In most cases, people don't ignore building codes because they're sociopaths who don't care about the safety of their customers.

Thanks to the existence of greed, of course, there's always the temptation to skimp on safety in order to pad profits, and just hope things work out. But in wealthy nations, there are numerous incentives beyond government regulation to not do this: (1) insurance companies may refuse to insure structures that are of questionable safety, and (2) there are well-developed legal systems that facilitate lawsuits against negligent builders. 

But perhaps most importantly: consumers of housing and office space in wealthy countries can more often afford to pay for units in buildings where expensive retrofits and safety features have been added. In poor countries, by contrast, consumers are far less likely to be able to afford buildings constructed to specifications that would be considered run-of-the-mill in wealthier areas. Given that producers can only set prices at levels their customers can afford to pay, builders will build accordingly. 

The end result is that in wealthy areas, paying close attention to code regulations may shave some profitability off a building project. But in a poor country — as Block correctly suggests — rigid enforcement is more likely to totally erase profitability, and prevent new construction from being built at all. On other words, the opportunity cost of building a modern, earthquake-proof building in a poor country is much higher. 

So what's the solution? 

As Stephens points out: "Every child knows that houses of brick are safer than houses of wood or straw — and therefore cost more to build." Mexicans — of course — are already well aware that the ideal solution is to produce high quality housing for everyone. The problem is that sort of thing is expensive. 

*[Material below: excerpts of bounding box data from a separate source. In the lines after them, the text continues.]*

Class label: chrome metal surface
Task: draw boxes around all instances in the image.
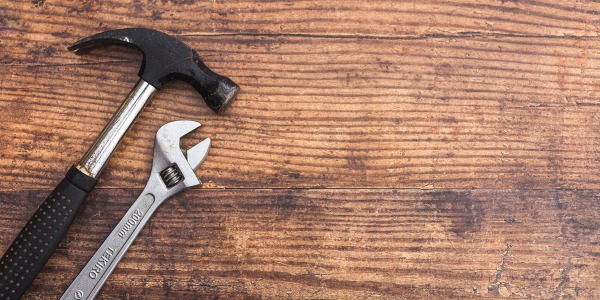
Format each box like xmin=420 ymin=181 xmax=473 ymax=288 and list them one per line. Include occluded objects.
xmin=77 ymin=79 xmax=157 ymax=178
xmin=61 ymin=121 xmax=210 ymax=300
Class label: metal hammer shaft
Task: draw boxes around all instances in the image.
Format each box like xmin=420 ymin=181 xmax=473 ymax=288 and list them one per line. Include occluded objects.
xmin=76 ymin=79 xmax=157 ymax=178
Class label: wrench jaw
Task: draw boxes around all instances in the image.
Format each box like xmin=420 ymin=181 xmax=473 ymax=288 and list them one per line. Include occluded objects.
xmin=146 ymin=121 xmax=211 ymax=204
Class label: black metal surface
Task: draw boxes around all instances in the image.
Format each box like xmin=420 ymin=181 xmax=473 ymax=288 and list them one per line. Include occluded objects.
xmin=69 ymin=28 xmax=239 ymax=113
xmin=0 ymin=167 xmax=97 ymax=300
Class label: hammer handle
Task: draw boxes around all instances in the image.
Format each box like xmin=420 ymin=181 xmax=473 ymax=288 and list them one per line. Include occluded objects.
xmin=0 ymin=167 xmax=97 ymax=299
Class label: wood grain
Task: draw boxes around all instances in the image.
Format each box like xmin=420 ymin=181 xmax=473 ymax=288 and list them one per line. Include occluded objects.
xmin=0 ymin=36 xmax=600 ymax=189
xmin=0 ymin=189 xmax=600 ymax=299
xmin=0 ymin=0 xmax=600 ymax=299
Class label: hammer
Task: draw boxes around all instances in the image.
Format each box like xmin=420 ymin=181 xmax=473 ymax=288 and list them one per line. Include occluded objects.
xmin=0 ymin=28 xmax=239 ymax=299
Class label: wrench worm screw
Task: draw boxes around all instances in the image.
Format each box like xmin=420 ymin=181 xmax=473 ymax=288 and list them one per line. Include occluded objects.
xmin=160 ymin=164 xmax=185 ymax=188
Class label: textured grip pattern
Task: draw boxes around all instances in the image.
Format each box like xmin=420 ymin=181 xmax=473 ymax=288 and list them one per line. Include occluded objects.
xmin=0 ymin=179 xmax=88 ymax=300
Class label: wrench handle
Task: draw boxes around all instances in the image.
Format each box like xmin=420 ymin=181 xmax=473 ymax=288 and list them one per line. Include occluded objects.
xmin=60 ymin=189 xmax=161 ymax=300
xmin=0 ymin=166 xmax=97 ymax=299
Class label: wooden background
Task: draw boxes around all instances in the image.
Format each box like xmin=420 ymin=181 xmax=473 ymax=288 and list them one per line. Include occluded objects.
xmin=0 ymin=0 xmax=600 ymax=299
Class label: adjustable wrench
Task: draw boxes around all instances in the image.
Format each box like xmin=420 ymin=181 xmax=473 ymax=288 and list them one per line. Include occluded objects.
xmin=61 ymin=121 xmax=210 ymax=300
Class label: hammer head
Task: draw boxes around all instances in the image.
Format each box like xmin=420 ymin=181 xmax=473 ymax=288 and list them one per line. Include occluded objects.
xmin=69 ymin=28 xmax=240 ymax=113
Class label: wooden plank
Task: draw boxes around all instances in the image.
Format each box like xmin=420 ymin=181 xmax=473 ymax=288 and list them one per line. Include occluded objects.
xmin=0 ymin=0 xmax=600 ymax=39
xmin=0 ymin=189 xmax=600 ymax=299
xmin=0 ymin=36 xmax=600 ymax=190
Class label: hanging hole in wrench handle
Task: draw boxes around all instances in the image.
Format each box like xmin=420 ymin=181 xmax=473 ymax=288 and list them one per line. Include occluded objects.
xmin=0 ymin=167 xmax=97 ymax=299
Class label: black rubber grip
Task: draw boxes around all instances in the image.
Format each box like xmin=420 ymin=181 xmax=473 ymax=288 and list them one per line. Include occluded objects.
xmin=0 ymin=167 xmax=97 ymax=300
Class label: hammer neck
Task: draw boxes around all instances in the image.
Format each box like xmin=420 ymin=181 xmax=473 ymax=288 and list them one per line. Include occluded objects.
xmin=77 ymin=79 xmax=157 ymax=178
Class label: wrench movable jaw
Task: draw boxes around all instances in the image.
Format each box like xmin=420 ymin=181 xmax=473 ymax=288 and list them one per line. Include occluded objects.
xmin=149 ymin=121 xmax=210 ymax=203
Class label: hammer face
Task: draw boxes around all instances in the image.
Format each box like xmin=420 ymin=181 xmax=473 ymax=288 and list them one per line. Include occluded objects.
xmin=69 ymin=28 xmax=239 ymax=113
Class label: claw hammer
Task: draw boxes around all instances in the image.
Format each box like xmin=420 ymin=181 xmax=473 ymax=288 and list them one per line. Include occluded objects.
xmin=0 ymin=28 xmax=239 ymax=299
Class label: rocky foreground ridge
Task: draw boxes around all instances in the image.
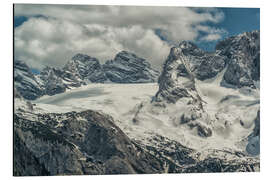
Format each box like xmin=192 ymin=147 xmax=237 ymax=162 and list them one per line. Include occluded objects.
xmin=13 ymin=95 xmax=260 ymax=176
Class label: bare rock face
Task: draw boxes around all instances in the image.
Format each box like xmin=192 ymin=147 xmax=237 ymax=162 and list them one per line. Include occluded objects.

Unfortunately, the answer to this conundrum is the same as with building to withstand hurricanes and other natural disasters:  bulding wealth is the only true long term solution. 

City councils can pass building code laws all day long, but as long as residents lacks the incomes necessary to afford housing, offices, and factory space that's built to withstand earthquakes, there will always be an especially large incentive to cut corners on construction. Innocent people will suffer as a result.